No one is doubting Hitchcock’s credentials as a NHL bona fide but to date there’s been nothing approximating a turnaround in the Oilers’ fortunes. The team went on a 8-3 run immediately after he was hired but has returned to their bumbling ways with little change in site. Edmonton does have a decent power play ranked #9 in the NHL (22.8%). That’s really the only silver lining in their statistical dark cloud. You’d think that Connor McDavid and five other guys picked at random out of the Edmonton phone book could at least put up solid offensive numbers. Guess again–the Oilers somehow have just 2.84 goals per game ranking 23rd in the league. They’ve been awful in their own end of the ice with the #27 goals against average in the NHL (3.35) and the worst penalty kill in hockey.

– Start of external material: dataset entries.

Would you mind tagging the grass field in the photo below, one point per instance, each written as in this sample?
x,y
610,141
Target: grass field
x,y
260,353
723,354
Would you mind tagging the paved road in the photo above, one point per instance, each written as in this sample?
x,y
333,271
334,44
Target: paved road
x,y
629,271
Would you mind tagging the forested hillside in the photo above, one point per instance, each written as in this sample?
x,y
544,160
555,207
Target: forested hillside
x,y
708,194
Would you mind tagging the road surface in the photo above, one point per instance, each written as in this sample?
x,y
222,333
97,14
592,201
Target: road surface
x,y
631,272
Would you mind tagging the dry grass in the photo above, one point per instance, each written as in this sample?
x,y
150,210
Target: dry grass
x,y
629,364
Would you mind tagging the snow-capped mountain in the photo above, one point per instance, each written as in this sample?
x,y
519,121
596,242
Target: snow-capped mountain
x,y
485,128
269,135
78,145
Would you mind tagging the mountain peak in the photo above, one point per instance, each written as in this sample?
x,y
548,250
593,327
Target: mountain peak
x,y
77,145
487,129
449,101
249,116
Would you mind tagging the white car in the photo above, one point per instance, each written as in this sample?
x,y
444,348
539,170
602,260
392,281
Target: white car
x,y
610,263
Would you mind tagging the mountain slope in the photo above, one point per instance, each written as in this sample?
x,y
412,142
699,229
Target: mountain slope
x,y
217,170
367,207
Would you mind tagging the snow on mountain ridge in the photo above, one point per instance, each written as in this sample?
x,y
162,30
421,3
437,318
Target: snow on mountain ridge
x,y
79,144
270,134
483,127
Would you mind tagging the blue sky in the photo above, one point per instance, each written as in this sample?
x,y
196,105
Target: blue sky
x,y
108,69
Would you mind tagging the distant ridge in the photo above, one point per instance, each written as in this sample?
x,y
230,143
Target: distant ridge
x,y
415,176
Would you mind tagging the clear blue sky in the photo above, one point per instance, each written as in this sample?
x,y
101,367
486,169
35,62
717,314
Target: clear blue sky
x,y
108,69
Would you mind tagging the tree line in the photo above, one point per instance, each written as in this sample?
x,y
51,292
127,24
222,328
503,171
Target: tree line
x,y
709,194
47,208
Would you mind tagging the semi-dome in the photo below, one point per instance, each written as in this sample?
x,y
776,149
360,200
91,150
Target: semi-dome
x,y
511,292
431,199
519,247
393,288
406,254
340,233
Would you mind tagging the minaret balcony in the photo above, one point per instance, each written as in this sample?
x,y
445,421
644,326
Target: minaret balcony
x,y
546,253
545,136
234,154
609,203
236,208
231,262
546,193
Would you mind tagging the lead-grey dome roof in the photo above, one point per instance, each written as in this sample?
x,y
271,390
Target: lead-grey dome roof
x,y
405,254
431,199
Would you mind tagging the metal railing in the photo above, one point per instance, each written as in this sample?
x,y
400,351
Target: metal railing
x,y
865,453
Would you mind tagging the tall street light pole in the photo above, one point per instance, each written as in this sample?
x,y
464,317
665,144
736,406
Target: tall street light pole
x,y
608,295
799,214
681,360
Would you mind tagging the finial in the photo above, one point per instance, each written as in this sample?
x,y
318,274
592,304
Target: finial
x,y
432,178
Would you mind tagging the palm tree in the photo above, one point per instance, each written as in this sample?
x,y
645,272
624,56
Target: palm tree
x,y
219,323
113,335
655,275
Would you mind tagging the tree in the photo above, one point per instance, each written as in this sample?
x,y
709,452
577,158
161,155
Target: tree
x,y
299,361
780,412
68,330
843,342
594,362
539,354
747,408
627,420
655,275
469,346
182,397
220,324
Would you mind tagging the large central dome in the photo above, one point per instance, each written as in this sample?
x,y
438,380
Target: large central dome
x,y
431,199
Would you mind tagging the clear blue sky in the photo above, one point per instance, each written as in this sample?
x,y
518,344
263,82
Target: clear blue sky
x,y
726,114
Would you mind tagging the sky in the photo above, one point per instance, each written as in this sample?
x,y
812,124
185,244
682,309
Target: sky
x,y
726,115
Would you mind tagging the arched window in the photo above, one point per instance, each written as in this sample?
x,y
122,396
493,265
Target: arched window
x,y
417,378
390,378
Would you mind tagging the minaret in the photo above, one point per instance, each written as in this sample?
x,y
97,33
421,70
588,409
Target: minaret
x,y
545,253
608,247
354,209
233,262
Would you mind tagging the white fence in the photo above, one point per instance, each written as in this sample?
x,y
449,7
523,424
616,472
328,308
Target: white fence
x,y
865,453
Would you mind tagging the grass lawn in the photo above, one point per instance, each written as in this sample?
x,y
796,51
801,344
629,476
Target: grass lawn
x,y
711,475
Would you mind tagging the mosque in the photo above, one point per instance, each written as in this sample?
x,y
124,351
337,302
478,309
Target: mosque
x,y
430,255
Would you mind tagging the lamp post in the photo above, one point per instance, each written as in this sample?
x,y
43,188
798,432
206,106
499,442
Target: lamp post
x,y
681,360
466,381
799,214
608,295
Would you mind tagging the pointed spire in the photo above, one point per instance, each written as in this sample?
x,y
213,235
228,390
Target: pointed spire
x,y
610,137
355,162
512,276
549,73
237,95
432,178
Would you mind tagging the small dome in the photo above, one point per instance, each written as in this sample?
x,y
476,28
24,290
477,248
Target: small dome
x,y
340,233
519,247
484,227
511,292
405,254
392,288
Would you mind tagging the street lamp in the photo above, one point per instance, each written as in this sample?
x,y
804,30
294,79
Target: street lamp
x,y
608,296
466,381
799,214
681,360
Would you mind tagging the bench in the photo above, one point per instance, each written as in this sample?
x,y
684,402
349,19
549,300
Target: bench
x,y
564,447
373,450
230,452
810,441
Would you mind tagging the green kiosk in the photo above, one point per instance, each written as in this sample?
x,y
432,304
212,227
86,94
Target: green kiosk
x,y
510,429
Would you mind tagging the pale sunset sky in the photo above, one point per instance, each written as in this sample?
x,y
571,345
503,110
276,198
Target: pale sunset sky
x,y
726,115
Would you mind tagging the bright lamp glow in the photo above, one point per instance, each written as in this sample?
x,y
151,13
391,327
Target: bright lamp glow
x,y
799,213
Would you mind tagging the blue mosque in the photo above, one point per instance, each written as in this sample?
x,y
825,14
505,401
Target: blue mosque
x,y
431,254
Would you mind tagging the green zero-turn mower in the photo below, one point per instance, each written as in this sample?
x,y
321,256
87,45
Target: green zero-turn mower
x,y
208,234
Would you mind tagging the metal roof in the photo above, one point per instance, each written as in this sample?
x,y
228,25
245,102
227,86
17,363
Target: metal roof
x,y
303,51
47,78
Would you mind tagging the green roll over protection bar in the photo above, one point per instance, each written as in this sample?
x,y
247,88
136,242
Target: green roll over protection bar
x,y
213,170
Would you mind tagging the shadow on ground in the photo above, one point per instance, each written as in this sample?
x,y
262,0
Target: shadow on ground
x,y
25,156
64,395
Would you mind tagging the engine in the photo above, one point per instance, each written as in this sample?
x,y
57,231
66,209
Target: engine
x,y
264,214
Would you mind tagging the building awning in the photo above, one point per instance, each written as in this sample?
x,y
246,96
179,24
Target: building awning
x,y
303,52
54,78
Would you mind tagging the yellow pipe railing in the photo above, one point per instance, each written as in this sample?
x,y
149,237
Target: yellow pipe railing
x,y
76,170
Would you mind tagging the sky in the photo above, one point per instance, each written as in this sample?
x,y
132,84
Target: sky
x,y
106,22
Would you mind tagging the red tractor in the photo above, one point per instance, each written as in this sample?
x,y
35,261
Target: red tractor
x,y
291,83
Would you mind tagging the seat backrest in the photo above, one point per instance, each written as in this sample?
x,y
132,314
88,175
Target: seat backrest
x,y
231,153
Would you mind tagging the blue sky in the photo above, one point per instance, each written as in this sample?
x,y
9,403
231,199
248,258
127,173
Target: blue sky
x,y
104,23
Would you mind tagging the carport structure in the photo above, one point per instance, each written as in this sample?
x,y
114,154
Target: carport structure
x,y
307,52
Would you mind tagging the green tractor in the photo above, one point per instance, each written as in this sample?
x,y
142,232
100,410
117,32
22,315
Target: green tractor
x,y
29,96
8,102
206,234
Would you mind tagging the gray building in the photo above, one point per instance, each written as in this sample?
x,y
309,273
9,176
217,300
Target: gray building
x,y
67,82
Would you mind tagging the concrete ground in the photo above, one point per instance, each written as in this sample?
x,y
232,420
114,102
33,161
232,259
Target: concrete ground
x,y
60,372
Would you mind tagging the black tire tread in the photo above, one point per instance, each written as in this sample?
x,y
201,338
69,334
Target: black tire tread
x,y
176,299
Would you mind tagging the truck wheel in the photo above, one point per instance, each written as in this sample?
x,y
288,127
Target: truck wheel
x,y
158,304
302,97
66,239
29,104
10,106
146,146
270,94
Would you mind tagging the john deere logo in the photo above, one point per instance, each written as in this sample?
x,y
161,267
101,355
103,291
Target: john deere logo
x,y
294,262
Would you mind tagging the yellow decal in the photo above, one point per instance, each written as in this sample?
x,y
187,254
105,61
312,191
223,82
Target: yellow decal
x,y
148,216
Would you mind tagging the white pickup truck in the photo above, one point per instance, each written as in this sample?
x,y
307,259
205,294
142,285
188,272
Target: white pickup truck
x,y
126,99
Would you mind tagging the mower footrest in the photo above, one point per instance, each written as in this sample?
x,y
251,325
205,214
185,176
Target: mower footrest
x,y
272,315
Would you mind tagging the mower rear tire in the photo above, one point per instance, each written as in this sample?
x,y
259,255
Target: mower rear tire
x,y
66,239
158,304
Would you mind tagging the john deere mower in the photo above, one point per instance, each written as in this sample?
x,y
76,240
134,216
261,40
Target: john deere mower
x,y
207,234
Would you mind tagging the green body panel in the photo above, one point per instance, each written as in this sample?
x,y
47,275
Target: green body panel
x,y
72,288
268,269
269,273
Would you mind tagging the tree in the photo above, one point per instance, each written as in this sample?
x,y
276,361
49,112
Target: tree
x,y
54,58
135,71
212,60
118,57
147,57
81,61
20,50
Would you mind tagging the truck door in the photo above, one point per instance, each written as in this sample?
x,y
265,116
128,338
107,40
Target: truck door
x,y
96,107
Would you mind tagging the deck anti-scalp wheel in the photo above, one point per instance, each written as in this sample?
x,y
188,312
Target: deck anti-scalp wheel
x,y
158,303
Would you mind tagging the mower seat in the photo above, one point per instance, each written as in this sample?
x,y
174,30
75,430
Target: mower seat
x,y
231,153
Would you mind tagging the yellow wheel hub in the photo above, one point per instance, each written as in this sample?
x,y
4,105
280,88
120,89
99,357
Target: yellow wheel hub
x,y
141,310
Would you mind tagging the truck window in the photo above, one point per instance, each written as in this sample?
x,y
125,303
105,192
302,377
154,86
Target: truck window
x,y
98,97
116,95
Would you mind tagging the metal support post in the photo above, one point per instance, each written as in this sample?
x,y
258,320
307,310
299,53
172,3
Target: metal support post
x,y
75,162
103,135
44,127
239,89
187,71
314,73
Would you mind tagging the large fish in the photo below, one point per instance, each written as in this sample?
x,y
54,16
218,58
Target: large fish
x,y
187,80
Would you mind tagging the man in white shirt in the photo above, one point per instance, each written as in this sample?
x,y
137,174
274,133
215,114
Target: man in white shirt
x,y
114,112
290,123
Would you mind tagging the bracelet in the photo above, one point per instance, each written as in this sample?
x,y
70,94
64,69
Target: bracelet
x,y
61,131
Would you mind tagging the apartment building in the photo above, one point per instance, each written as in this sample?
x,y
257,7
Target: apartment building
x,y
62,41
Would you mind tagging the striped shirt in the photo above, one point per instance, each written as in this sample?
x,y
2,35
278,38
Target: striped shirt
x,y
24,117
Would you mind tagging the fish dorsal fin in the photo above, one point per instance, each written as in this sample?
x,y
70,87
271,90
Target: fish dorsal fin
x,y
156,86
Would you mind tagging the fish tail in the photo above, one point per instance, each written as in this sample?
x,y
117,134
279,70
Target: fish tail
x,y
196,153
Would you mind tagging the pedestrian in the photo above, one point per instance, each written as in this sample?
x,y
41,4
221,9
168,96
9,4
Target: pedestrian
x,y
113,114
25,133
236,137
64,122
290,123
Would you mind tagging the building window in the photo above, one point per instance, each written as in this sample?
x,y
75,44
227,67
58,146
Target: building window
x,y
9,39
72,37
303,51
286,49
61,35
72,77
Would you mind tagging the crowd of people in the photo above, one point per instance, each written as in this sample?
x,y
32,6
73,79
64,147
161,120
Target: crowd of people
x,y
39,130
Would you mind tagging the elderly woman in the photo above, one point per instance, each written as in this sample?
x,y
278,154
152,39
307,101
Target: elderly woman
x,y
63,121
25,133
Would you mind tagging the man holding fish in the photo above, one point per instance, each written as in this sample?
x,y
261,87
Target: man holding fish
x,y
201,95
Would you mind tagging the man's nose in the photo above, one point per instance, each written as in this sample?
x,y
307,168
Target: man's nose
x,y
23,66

The Oilers’ struggles can’t be pinned on McDavid–he’s third in the league in points with 81. That’s one back of Chicago’s Patrick Kane and 7 back of Tampa’s Nikita Kucherov. He’s #7 in goals scored (31) right behind teammate Leon Draisaitl. Draisaitl would likely be a better fit as the Oilers’ second line center but he’s on McDavid’s line out of necessity.
Not that the Pittsburgh Penguins have been tearing it up this season. In fact, were the season to end today they would sneak into the playoffs by a single point over ninth place Carolina and two points over 10th place Buffalo. Pittsburgh enters this matchup on a 4-5-1 run and has shown little resemblance to a Stanley Cup contender. There’s reason to think that a turnaround could be forthcoming since the Pens are top ten in scoring, on the power play and on the penalty kill. Their defense could use some work as they rank #19 in goals against per game.
Edmonton catches a break as the Penguins will play this game without suspended Evgeni Malkin. The Penguins have dominated Edmonton in head to head play–they enter on a 19-8-2 run against the Oilers including a 5-0 mark in their last five meetings. At home, Pittsburgh is 10-2-2 against Edmonton. Those are tough numbers to go against but the Penguins look a bit overpriced given their recent form. If the Oilers are going to make a strong effort on this three game road trip it will be here. They haven’t played since Saturday and will be well rested and in desperate need of a good performance. If nothing else, they look like the value play.